1. Which of the following are correct?

I Interest is tax deductibe because it is considered on operating cost.

II A secured debt has higher risk than a debenture.

III A bond with higher default risk tends to pay higher coupon rate, all else equal.

IV Two bonds are identical except that one is subordinated and another one is a senior. If the subordinated bond is ranked B, the senior debt will not be ranked C.

A. I and II only

B I and IV only

C I, III and IV only

D II, III, IV only

E All of the above.

2. National Trucking has paid an annual dividend of $1.00 per share on its common stock for the past fifteen years and its expected to continue paying a dollar a share long into the future.
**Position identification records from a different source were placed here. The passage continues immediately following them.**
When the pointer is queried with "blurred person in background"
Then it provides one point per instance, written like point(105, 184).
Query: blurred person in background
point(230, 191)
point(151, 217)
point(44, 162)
Given this, one share of the firm’s stock is:

A basically worthless as it offers no growth potential.

B equal in value to the present value of $1 paid one year from today

C priced the same as a $1 perpetuity.

D valued at an assumed growth rate of one percent.

E worth $1 a share in the current market

3. An increase in which of the following will increase the current value of a stock according to the dividend growth model?

I next dividend

II par value

III discount rate

IV dividend growth rate

A I and II only

B I and IV only

C II and IIII only

D II and IV only

E I, III and IV only

4. Which of the following are the necessary requirements for a primary capital budgeting decision rule?

I The primary decision rule needs to consider time value of money.

II. The primary decision rule needs to indicate the profitability index of the project.

III The primary decision rule needs to indicate the time needed to cover the initial investment.

IV. The primary decision rule needs to indicate the amount of value added to the company.

A I and II only

B I and IV only

C II and IV only

D I, III and IV only

E All of the above

5. Which of the following is correct regarding the payback period?

A That it adjusts for uncertainty of later cash flow is its advantage.

B That it favors short-term project is its disadvantage.

C That it ignores time value of money is its advantage.

D That it requires an arbitrary cutoff point is its advantage.